I just heard a mom tell her toddler son "shut the fuck up. Don't ask me to buy you shit when i'm taking u to go see some fucking animals" welcome to the bronx.
I puked last after eating a volcano taco and drinking vodka. I felt like a fucking dragon.
Just got to costco. Where are you?
Liquor aisle, bring another cart.
It's been over a month and I still can't find the bra I wore out on new years eve.
Dude. Hurry up. They just blessed the tequila.

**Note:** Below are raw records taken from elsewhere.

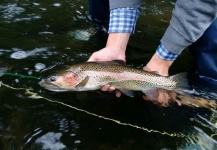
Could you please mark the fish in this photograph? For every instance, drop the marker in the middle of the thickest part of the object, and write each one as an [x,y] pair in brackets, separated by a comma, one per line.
[88,76]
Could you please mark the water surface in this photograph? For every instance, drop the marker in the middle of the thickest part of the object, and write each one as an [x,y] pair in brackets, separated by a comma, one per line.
[38,38]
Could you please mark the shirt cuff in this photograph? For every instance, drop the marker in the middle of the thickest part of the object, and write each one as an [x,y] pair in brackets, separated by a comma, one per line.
[123,20]
[163,53]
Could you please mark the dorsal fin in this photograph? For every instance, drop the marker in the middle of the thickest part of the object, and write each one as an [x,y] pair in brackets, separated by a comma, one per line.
[119,61]
[83,82]
[112,62]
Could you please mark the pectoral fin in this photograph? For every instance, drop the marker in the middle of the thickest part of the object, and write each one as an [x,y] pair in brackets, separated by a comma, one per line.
[127,92]
[83,83]
[151,93]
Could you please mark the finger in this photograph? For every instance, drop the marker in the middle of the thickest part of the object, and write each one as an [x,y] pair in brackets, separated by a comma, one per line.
[118,93]
[111,88]
[105,87]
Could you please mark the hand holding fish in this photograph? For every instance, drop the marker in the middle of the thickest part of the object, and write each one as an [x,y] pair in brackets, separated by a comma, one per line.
[156,64]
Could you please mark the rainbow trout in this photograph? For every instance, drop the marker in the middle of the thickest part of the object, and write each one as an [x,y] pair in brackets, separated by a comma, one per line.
[93,75]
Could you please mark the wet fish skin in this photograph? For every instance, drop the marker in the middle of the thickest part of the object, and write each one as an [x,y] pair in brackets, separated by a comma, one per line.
[93,75]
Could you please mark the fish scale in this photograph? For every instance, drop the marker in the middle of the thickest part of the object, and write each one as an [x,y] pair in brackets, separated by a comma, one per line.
[93,75]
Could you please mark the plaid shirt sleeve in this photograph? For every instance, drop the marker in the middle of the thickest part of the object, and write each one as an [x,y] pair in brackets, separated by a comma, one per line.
[163,53]
[123,20]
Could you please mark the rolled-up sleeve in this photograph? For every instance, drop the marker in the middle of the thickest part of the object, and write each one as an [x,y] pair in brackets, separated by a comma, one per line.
[123,20]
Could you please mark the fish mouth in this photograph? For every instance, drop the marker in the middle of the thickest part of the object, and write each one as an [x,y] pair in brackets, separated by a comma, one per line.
[51,86]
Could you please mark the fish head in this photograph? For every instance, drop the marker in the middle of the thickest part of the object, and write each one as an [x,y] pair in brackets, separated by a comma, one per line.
[63,81]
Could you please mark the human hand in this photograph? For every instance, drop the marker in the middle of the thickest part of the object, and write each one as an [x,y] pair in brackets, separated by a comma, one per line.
[114,50]
[108,54]
[161,66]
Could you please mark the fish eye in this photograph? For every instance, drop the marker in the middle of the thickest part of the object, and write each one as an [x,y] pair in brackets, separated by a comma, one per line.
[52,78]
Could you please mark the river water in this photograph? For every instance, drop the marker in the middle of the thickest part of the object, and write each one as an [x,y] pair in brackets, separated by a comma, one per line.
[38,38]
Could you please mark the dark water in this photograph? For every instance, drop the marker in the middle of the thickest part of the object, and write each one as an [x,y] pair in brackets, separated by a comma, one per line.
[38,38]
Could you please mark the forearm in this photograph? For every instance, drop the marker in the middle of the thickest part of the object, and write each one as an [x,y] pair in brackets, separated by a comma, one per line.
[118,42]
[124,3]
[121,25]
[189,21]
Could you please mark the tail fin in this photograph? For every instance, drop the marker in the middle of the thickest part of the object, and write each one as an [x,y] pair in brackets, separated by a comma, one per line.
[183,86]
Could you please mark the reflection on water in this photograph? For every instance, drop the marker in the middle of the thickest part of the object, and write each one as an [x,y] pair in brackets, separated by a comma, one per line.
[39,38]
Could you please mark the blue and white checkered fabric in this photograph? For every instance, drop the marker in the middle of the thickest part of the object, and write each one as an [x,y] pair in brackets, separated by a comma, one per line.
[163,53]
[123,20]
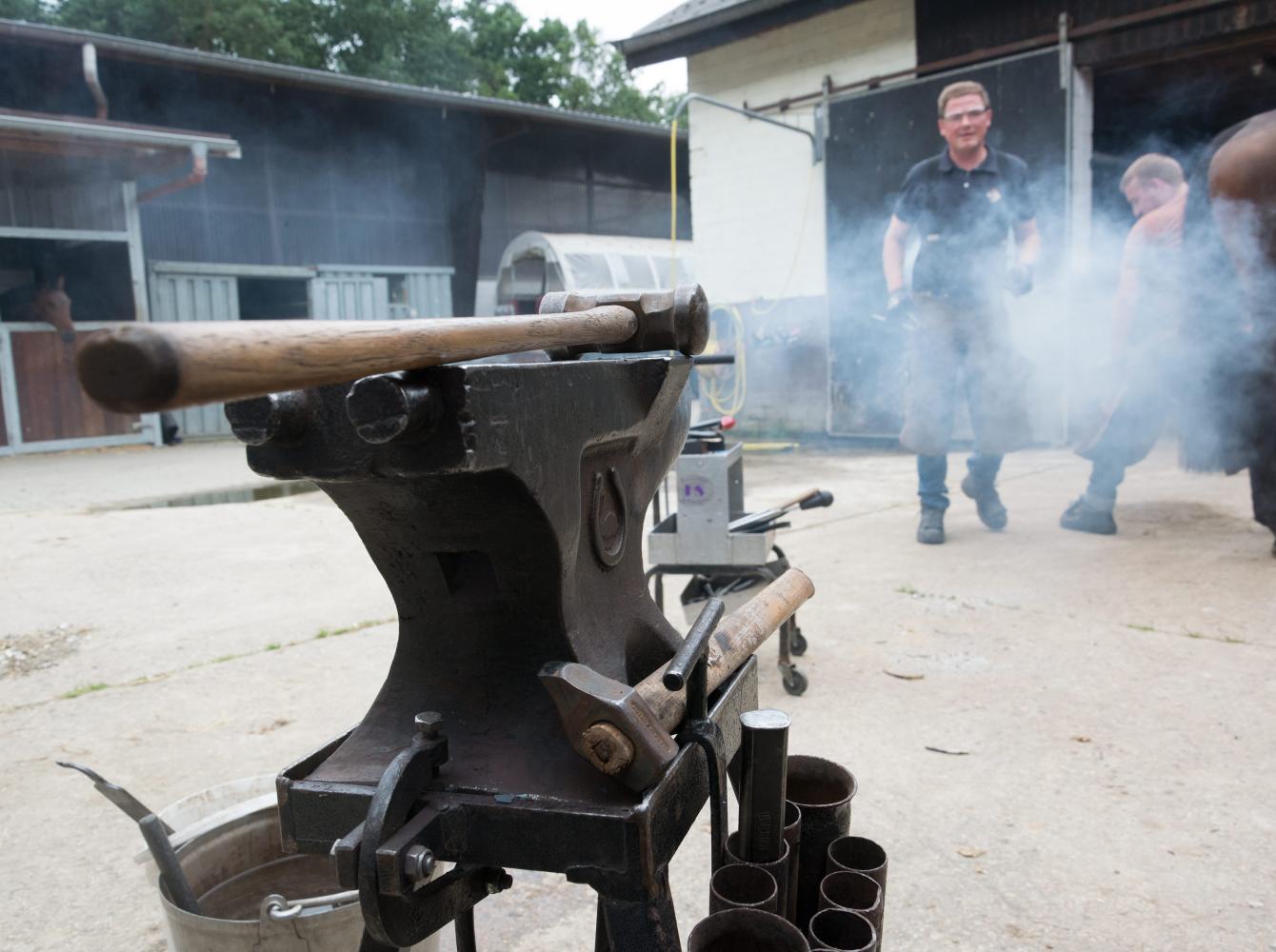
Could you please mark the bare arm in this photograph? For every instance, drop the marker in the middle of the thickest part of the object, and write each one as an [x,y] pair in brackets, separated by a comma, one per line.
[892,253]
[1027,243]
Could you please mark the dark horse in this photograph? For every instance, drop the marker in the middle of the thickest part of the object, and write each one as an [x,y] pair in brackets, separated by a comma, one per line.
[1241,173]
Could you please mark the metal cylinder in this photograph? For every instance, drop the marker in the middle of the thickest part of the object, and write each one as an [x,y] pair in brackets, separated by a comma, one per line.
[746,930]
[858,854]
[743,885]
[763,767]
[792,836]
[823,793]
[777,868]
[841,930]
[852,891]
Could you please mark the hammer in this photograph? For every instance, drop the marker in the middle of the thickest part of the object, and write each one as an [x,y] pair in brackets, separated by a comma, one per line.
[626,730]
[146,367]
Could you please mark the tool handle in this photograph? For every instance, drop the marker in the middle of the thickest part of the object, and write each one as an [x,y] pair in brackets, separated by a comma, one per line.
[736,637]
[146,367]
[169,866]
[693,645]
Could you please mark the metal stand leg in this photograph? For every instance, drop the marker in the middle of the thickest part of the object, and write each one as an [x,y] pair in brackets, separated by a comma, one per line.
[465,932]
[642,925]
[600,932]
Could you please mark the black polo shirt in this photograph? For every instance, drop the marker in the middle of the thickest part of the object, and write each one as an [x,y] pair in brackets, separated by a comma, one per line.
[963,220]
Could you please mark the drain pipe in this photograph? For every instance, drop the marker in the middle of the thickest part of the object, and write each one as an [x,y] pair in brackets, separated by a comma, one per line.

Taking my tights off outside the club to give them to the homeless man was my contribution to humanity. The fact that it was snowing just made me feel like superman.
Oh my god. I'm sorry if i peed on you last nite. I am truly disgusting
If you're fucking that other dude, I'll take the sloppy seconds. I don't care.
He's laying next to me passed out dressed as a hooters girl
I bet he's a super pretty hooters girl
Ok here's the state of the situation: We're alone in a strange city with strange people with nothing but alcohol and sprite, I think we're gonna make it.
You better be making out with him cause we're sitting here with this awkward british girl watching videos of goats singing maroon five
Everyone was in jail by 10:30. I'd say it was a successful bachelor party.
i went out at 5pm and cant remember anything until 3am...i was at the bus stop parking lot running around doing the Arrested Development chicken calls.
We should have a mid-burrito sex-break, too. Just so we don't get too full all at once
Good point.
She played the piano. I played the piano. She got on top of the piano. I got on top of her.